Un bus à 43 °C, puis les travaux

En Essonne, la chaleur a bousculé collectes et lieux frais, pendant que Paris-Saclay et Vert-le-Grand rappelaient la part très opérationnelle des transitions.

Dans un bus de Massy, l’habitacle a affiché 43 °C. Pas une courbe abstraite : une cabine, un volant, des voyageurs, une ligne à assurer. La canicule a placé l’Essonne dans le langage de l’exploitation. Il fallait déplacer des tournées, trouver des pièces fraîches, protéger les agents, maintenir des trajets et décider quand un service rend mieux service en se retirant.

À Massy, les collectes ont été avancées, les médiathèques ont changé d’horaires, la salle des mariages, CinéMassy ou la piscine du COS sont devenus des refuges identifiables. Le Siredom avait déjà basculé ses déchèteries à l’heure d’été : le matin plutôt que la fin d’après-midi, parce qu’en alerte rouge une déchèterie ne garde pas les horaires du printemps. Même le marché Made in Essonne, prévu à Morangis, a été reporté. Une trentaine d’artisans peuvent préparer leurs stands ; parfois, la meilleure logistique consiste à ne pas ouvrir.

Sur le plateau, Paris-Saclay 2035 reconnaît une chose simple : le métro ne fabriquera pas seul une ville. Il faudra des logements familiaux, des commerces, des pistes cyclables raccordées, des rues où l’on ne fait pas que passer. Et dès cet été, la future ligne 18 se traduit déjà par des détours à Moulon et Polytechnique. Avant d’être une promesse de mobilité, elle devient une compétence locale : savoir par où passer.

À Vert-le-Grand, la mécanique est moins visible, mais tout aussi précise. Le sac orange des biodéchets change d’échelle : il ne suffit pas de le fermer correctement dans la cuisine, il faut ensuite qu’une ligne de tri le reconnaisse dans le bac gris, l’isole, puis l’envoie vers le méthaniseur.

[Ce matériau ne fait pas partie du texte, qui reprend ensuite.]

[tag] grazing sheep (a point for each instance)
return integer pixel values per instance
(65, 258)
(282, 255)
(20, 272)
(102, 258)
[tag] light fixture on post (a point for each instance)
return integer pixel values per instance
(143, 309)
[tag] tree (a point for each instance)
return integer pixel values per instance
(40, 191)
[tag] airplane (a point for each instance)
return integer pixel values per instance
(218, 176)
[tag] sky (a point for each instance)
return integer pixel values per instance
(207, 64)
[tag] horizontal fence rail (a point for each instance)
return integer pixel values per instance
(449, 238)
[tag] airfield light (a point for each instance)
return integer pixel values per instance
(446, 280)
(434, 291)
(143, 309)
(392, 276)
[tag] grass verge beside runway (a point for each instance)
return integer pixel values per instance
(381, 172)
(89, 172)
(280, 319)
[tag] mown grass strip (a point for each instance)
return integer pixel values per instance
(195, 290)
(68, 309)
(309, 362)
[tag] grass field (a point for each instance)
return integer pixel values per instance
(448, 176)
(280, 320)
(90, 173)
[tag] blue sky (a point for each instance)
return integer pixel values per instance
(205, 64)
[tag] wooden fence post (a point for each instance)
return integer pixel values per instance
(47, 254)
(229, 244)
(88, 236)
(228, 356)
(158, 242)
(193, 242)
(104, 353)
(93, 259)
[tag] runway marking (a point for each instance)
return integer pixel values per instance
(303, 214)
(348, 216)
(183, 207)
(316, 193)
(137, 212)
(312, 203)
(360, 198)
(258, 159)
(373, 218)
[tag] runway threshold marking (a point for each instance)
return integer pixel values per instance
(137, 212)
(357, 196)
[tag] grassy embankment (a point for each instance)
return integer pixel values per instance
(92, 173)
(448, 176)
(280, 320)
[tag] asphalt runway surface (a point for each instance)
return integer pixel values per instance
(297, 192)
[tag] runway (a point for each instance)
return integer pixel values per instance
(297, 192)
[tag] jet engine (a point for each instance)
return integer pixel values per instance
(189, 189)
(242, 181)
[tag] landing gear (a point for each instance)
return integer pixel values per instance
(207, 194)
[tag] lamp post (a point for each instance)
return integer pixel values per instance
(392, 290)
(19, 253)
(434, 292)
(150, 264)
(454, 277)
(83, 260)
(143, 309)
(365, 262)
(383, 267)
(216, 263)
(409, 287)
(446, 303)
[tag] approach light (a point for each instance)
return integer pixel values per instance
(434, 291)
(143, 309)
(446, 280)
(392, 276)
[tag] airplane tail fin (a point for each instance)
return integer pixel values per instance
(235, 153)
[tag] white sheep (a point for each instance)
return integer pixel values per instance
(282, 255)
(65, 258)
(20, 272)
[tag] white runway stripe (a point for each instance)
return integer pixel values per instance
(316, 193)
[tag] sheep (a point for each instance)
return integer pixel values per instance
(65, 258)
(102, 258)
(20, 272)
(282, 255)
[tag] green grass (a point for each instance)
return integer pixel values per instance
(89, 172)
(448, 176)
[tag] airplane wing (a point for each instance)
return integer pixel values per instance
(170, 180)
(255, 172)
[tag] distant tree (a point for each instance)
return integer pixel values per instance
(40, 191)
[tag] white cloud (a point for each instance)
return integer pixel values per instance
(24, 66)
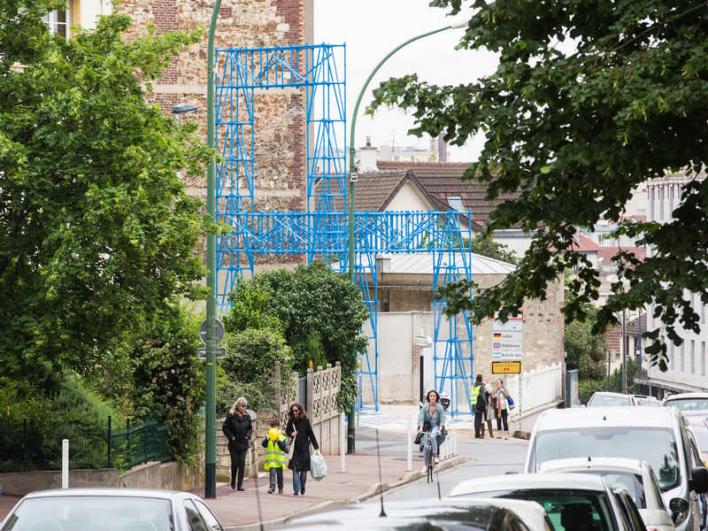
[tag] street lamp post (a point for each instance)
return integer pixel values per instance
(210, 425)
(352, 180)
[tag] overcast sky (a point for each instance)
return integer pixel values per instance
(370, 29)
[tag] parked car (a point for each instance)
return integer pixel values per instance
(688, 401)
(585, 502)
(631, 475)
(648, 401)
(658, 436)
(462, 513)
(607, 399)
(110, 510)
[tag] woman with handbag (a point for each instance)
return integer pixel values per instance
(300, 430)
(502, 408)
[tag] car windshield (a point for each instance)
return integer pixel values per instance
(688, 404)
(657, 446)
(574, 510)
(648, 402)
(608, 401)
(701, 432)
(97, 513)
(632, 483)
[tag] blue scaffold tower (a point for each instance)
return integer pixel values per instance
(320, 230)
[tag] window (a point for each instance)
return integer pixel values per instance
(455, 201)
(682, 357)
(58, 23)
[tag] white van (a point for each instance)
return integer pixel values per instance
(655, 435)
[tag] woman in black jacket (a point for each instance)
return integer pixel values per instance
(237, 427)
(300, 429)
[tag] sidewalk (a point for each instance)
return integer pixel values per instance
(239, 510)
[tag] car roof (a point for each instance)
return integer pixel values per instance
(529, 481)
(106, 492)
(610, 393)
(623, 416)
(403, 514)
(603, 463)
(683, 396)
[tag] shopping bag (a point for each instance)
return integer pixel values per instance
(318, 467)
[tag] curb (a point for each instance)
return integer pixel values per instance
(374, 490)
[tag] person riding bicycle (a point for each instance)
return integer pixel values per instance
(430, 420)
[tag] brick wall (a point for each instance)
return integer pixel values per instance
(280, 115)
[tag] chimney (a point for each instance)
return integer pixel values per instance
(367, 157)
(442, 149)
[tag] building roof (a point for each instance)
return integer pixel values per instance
(441, 180)
(422, 264)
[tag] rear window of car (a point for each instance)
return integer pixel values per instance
(569, 509)
(97, 513)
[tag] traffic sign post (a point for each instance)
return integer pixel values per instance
(506, 367)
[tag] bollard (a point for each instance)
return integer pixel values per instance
(342, 443)
(409, 445)
(65, 463)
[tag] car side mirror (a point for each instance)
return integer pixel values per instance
(699, 480)
(678, 505)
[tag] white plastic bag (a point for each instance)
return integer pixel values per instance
(318, 467)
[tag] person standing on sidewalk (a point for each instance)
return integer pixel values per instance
(300, 430)
(502, 408)
(478, 404)
(276, 447)
(238, 429)
(491, 410)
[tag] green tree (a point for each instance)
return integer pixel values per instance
(96, 231)
(320, 313)
(168, 379)
(589, 100)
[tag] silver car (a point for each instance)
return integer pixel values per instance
(110, 510)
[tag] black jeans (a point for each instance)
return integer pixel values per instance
(504, 418)
(478, 419)
(238, 464)
(299, 480)
(276, 476)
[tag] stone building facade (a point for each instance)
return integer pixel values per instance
(280, 114)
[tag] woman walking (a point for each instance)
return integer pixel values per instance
(431, 419)
(502, 408)
(238, 429)
(300, 429)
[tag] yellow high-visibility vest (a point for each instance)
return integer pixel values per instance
(474, 394)
(275, 457)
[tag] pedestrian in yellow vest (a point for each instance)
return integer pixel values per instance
(276, 447)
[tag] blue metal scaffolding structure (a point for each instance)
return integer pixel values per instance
(320, 231)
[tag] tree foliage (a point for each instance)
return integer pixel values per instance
(96, 230)
(573, 133)
(319, 312)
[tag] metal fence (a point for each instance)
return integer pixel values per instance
(137, 443)
(27, 446)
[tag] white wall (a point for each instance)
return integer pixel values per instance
(688, 363)
(408, 198)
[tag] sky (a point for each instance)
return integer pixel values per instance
(370, 29)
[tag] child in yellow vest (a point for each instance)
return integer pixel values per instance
(276, 447)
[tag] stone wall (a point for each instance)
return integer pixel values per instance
(280, 114)
(168, 476)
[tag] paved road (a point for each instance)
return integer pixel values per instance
(490, 457)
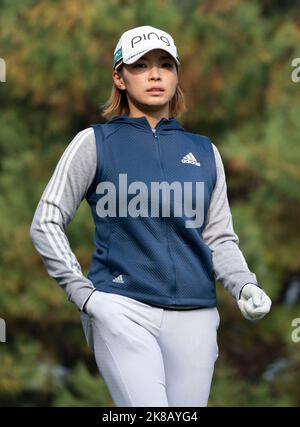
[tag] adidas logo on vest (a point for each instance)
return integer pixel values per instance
(190, 158)
(118, 279)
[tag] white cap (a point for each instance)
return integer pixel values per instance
(138, 41)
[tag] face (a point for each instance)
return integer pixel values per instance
(155, 69)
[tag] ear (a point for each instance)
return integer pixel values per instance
(118, 80)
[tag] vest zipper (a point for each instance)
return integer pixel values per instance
(173, 293)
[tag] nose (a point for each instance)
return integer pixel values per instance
(154, 73)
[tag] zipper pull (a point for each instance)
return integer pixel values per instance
(154, 132)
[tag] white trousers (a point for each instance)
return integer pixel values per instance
(150, 356)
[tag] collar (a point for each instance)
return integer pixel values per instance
(142, 122)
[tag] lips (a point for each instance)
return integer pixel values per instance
(155, 89)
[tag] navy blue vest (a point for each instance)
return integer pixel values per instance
(152, 258)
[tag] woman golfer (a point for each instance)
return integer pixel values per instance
(163, 234)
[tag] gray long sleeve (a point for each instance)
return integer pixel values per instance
(56, 208)
(229, 264)
(66, 189)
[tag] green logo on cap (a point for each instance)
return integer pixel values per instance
(117, 55)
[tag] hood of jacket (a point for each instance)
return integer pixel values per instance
(142, 123)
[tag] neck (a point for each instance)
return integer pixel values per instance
(153, 117)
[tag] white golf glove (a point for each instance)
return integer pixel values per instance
(254, 303)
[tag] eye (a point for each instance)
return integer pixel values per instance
(138, 65)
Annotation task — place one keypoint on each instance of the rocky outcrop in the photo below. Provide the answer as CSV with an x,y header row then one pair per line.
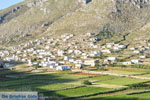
x,y
36,3
85,1
7,16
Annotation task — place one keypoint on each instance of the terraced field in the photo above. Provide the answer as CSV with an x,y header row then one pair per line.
x,y
70,85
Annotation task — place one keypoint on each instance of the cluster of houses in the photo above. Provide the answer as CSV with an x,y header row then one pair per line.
x,y
67,52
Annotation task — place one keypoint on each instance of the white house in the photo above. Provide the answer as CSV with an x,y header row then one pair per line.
x,y
137,52
63,67
135,61
127,63
112,58
91,62
6,65
106,51
60,52
143,57
79,66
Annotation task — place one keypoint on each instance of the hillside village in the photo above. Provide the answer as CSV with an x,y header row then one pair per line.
x,y
68,52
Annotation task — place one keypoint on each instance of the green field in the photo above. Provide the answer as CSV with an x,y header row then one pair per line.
x,y
122,81
69,84
77,92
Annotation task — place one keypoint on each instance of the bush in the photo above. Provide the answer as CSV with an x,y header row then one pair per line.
x,y
86,82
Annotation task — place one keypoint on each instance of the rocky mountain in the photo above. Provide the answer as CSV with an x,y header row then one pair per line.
x,y
118,20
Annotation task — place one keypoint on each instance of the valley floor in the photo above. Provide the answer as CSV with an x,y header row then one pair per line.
x,y
68,85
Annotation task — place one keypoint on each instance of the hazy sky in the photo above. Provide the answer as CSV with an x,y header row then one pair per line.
x,y
7,3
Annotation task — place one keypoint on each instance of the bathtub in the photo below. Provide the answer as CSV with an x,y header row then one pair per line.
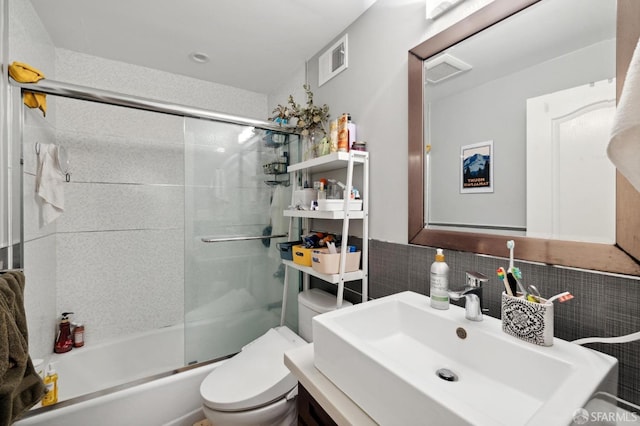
x,y
173,400
141,379
97,388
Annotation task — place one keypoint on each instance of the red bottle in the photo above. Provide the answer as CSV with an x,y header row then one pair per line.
x,y
64,340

La transition tient à un geste d’habitant, mais aussi à des capteurs, des robots et une usine qui ne doivent pas se tromper de sac.

Le fil essonnien tient donc dans une chaîne de gestes ordinaires : un bus supportable, une déchèterie ouverte au bon moment, un carrefour contourné sans perdre sa matinée, un sac orange qui arrive au bon endroit. Les grandes trajectoires existent, mais elles commencent ici par une feuille de service, un plan de déviation et une ligne de tri qui reconnaît sa couleur.